Published November 15, 2017.

Overview

A data leak can be triggered in Varnish Cache by a remote client if Varnish Cache is using the file stevedore for synthetic error objects and the backend does not respond properly or times out.

This was discovered and patched respectively by Carlo Cannas of Altervista.org and @shamger.

Impact

Potential impact is data leak and segmentation fault:

  • The data leaked will be an excerpt from the anonymously mapped memory of the varnishd process, limited upwards to 4k bytes and it will be present in the body of the synthesized error object created in place of the failed backend fetch.

  • Some requests will cause varnishd to segfault. This happens when the buffer overflow causes a read of unmapped memory.

Repeated attempts to fetch leaked memory will eventually produce a segmentation fault which can be detected by the administrator.

Prerequisites

All of the following conditions are required to trigger the problem:

  • A file stevedore must be configured using the -s [<name>=]file,... option to varnishd.

  • A synthetic object must be created in vcl_backend_error{}. This happens e.g. when Varnish is unable to get a properly formatted HTTP response from the backend, or if requested from VCL by doing return (fail) or return (abandon).

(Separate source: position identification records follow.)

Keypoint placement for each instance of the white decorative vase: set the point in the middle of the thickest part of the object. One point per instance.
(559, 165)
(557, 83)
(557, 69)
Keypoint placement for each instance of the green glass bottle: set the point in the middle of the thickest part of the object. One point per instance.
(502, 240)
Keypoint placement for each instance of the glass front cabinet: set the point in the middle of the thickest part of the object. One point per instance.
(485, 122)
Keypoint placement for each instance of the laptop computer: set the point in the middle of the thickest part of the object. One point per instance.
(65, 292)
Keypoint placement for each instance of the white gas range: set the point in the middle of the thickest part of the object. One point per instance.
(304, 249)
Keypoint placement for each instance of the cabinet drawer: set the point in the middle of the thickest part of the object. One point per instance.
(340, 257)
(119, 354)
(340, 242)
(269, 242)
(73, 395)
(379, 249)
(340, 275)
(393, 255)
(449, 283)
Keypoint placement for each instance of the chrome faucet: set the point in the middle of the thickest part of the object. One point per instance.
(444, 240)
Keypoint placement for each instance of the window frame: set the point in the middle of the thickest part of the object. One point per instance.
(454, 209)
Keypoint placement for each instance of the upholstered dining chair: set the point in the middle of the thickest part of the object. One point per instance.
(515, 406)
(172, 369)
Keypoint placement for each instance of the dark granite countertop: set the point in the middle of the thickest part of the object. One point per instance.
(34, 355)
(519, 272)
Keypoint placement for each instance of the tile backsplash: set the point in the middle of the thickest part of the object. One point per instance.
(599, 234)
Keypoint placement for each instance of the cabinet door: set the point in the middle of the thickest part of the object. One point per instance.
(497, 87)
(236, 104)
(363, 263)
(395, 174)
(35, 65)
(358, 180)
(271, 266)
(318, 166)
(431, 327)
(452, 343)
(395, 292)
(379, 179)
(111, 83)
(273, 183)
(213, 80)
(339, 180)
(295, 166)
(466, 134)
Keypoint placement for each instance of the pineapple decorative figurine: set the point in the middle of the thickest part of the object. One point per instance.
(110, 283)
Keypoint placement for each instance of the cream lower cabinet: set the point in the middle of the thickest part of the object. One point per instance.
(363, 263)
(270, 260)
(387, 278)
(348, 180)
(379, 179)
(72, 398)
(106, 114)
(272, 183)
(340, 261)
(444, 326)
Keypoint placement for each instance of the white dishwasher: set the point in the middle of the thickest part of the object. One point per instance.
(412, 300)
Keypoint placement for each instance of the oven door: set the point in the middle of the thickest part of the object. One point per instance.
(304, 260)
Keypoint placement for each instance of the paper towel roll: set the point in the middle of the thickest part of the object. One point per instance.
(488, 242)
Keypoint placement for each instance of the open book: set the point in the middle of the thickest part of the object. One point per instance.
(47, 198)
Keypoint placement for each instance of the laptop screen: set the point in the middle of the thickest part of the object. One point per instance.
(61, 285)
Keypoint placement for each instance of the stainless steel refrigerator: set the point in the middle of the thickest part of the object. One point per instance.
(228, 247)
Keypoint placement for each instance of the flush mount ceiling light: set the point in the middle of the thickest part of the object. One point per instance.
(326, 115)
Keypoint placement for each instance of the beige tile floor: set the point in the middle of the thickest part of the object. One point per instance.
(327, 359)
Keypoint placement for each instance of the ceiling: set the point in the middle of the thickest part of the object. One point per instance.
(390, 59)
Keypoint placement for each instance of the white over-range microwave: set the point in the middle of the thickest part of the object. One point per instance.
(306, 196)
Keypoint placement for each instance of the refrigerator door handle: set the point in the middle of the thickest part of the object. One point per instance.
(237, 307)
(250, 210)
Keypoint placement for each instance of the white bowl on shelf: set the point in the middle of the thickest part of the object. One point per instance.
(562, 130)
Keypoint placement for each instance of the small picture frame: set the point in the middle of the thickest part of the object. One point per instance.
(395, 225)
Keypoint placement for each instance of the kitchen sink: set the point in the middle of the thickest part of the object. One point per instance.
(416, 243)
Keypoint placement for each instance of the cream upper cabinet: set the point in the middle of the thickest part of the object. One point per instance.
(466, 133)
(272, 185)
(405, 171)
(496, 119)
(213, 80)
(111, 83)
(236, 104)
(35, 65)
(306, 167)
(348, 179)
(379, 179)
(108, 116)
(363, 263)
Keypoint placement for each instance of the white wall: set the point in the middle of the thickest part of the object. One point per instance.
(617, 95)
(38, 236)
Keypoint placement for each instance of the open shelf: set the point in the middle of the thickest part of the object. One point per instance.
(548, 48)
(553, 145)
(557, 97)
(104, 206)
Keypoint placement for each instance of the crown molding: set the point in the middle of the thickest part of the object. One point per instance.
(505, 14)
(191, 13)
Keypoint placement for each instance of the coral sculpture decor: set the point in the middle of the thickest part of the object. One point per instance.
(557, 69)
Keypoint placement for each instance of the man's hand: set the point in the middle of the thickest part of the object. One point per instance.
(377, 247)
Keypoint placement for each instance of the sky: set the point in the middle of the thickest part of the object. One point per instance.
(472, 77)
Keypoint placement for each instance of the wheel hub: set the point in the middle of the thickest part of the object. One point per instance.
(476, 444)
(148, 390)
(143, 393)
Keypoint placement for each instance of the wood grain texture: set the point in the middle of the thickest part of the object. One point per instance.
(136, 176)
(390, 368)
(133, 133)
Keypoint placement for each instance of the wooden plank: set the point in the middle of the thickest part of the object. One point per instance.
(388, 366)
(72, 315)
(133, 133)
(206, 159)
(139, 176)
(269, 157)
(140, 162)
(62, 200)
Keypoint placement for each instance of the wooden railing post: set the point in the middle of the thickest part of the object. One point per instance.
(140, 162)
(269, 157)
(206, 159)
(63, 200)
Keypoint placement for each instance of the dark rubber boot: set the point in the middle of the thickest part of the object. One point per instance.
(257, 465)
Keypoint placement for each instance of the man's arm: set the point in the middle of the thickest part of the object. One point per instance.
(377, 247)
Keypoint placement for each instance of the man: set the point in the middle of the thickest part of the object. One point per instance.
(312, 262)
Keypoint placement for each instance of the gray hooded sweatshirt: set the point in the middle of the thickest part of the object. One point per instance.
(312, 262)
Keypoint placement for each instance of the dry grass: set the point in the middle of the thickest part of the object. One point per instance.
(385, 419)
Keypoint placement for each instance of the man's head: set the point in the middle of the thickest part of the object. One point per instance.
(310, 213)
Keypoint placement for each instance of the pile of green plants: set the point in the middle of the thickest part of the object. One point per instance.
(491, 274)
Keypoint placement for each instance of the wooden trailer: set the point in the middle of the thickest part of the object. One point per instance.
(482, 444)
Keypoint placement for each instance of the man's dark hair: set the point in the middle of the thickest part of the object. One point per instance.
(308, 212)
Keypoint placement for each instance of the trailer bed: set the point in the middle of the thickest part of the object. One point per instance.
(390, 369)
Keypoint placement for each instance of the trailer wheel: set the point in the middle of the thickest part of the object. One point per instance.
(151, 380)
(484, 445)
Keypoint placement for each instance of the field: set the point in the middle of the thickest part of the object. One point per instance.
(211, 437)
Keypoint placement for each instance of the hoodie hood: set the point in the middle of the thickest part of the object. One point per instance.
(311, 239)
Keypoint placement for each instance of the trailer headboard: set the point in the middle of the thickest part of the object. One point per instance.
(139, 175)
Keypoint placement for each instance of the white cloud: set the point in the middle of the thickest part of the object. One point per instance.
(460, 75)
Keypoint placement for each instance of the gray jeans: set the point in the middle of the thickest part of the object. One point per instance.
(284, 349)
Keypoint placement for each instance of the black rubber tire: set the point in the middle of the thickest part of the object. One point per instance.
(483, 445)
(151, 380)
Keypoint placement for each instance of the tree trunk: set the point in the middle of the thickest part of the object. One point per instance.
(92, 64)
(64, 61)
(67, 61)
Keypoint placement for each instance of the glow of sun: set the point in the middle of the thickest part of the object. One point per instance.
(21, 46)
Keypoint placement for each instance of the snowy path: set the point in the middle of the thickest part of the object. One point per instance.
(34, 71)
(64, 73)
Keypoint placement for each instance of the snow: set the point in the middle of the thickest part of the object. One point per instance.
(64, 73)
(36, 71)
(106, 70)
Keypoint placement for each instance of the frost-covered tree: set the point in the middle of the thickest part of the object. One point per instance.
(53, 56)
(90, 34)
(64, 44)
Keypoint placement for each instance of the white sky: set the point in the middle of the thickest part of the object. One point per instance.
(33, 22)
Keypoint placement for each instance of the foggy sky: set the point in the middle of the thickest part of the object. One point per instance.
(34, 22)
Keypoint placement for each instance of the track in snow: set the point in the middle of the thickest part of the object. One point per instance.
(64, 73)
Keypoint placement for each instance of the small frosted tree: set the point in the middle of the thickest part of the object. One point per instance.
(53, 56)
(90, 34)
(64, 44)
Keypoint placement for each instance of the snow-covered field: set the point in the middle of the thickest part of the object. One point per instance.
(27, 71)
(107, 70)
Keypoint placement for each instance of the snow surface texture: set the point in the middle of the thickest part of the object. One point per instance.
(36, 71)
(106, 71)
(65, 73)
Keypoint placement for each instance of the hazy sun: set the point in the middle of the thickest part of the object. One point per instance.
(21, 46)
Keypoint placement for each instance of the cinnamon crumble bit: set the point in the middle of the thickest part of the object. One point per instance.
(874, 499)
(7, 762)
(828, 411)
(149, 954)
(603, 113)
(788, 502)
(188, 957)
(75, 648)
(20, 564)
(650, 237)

(Note: The problem also applies in the same way for uses of the deprecated and unsupported stevedore persistent.)

Status

Affected software versions

  • Varnish Cache: 4.1.0 - 5.2.0

Not affected software versions

  • Varnish Cache: Earlier than 4.1.0
  • Varnish Enterprise: All versions

Resolved in

  • Varnish Cache: 4.1.9
  • Varnish Cache: 5.2.1

Solution

The solution is to upgrade Varnish to one of the versions where this issue has been resolved, and then ensure that Varnish is restarted.

Workaround

Organizations that are not able to upgrade their Varnish environment on short notice can switch from the file stevedore to the malloc stevedore.

The stevedore to use is specified using the -s option to the varnishd process:

# Existing configuration specifying file
varnishd -s file,1G,/var/lib/varnish/varnish_storage.bin

# New configuration specifying malloc
varnishd -s malloc,1G

Please note that the malloc stevedore uses system memory, and the cache size should be adjusted accordingly.

This is configured in:

  • /etc/sysconfig/varnish.params in Redhat and derivatives.
  • /etc/default/varnish in Debian and derivatives.

Identification

The vulnerability may trigger a segmentation fault, which will appear in the system logs.

Timeline

2017-09-18

  • @shamger opened pull request #2429 that fixed the segmentation fault.

2017-09-19

  • Varnish Software accepted the pull request and backported the patch to the Varnish Cache 4.1 branch.

2017-10-31

  • Carlo Cannas of Altervista.org reported to PHK that the issue can also cause data leaks in certain situations.

2017-11-08

  • The security teams in Ubuntu, Debian, RedHat and FreeBSD were notified.

2017-11-15

  • Varnish Cache packages released to the official Varnish Cache package repositories.
  • Public announcement.

2017-11-22

  • Update the Prerequisites section removing the last clause as this was found to be inaccurate.

Acknowledgement

Varnish Software would like to thank Carlo Cannas of Altervista.org and @shamger for discovering and patching the vulnerability.